Auch die ausdrückliche Erlaubnis für den Einsatz krimineller V-Leute ist den Grünen ein Dorn im Auge. Nur verurteilte Mörder und Totschläger seien ausgeschlossen, kritisierte Schulze. Dass die parlamentarische Kontrolle des LfV durch das Gesetz geschwächt werde, zeige, dass die CSU aus den Geheimdienstskandalen um NSU und NSA nichts gelernt habe.

Die Freien Wähler (FW) sind dagegen im Großen und Ganzen einverstanden mit den neuen Befugnissen des LfV. Lediglich mit einem Punkt zeigte sich der innenpolitische Sprecher Joachim Hanisch unzufrieden: Berufsgeheimnisträger wie Anwälte, Ärzte, Apotheker oder Journalisten würden durch den CSU-Vorschlag unterschiedlich stark geschützt. Das sei nicht praxistauglich. "Die Menschen haben Vertrauen zu den Berufsgeheimnisträgern, das sollte von staatlicher Seite auch unterstützt werden", forderte er.

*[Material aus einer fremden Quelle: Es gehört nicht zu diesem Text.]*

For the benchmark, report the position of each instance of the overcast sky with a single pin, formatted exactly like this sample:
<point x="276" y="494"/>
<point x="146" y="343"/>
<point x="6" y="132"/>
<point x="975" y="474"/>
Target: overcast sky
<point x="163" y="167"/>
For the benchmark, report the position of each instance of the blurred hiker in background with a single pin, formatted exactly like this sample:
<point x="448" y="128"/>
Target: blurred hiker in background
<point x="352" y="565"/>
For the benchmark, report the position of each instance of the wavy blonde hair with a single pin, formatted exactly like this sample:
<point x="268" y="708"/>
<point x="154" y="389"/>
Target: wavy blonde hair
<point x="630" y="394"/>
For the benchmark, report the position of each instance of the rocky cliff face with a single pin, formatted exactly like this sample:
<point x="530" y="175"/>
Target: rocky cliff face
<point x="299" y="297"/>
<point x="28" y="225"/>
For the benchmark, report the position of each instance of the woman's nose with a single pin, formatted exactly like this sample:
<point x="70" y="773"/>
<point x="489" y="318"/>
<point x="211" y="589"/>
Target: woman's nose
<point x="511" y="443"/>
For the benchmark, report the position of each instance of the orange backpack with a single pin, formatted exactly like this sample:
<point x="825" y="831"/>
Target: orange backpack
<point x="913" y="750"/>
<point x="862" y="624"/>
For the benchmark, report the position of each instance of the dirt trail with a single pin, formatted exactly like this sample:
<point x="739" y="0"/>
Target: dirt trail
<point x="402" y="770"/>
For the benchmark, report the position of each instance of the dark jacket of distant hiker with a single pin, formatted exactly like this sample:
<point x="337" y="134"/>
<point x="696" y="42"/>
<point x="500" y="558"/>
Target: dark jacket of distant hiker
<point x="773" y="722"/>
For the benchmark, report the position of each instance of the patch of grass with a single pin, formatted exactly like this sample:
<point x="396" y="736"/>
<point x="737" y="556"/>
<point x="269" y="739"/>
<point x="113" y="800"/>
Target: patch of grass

Geprägt war die Landtagsdebatte von gegenseitigen Ideologievorwürfen. CSU-Innenpolitiker Hans Reichhart warf der SPD vor, Islamisten und Linksextreme bei ihren Forderungen außen vor zu lassen. SPD und Grüne kritisierten wiederum, dass die CSU Rechtsextremismus missachte und diese Thematik auch nach der Terrorserie des NSU nicht ernst nehme.

Verhindern konnten die zahlreichen Konfliktfelder das Gesetz freilich nicht. Mit der CSU-Mehrheit wurde die Novelle bei Enthaltung der FW verabschiedet. Die Grünen wollen nun eine Verfassungsklage prüfen.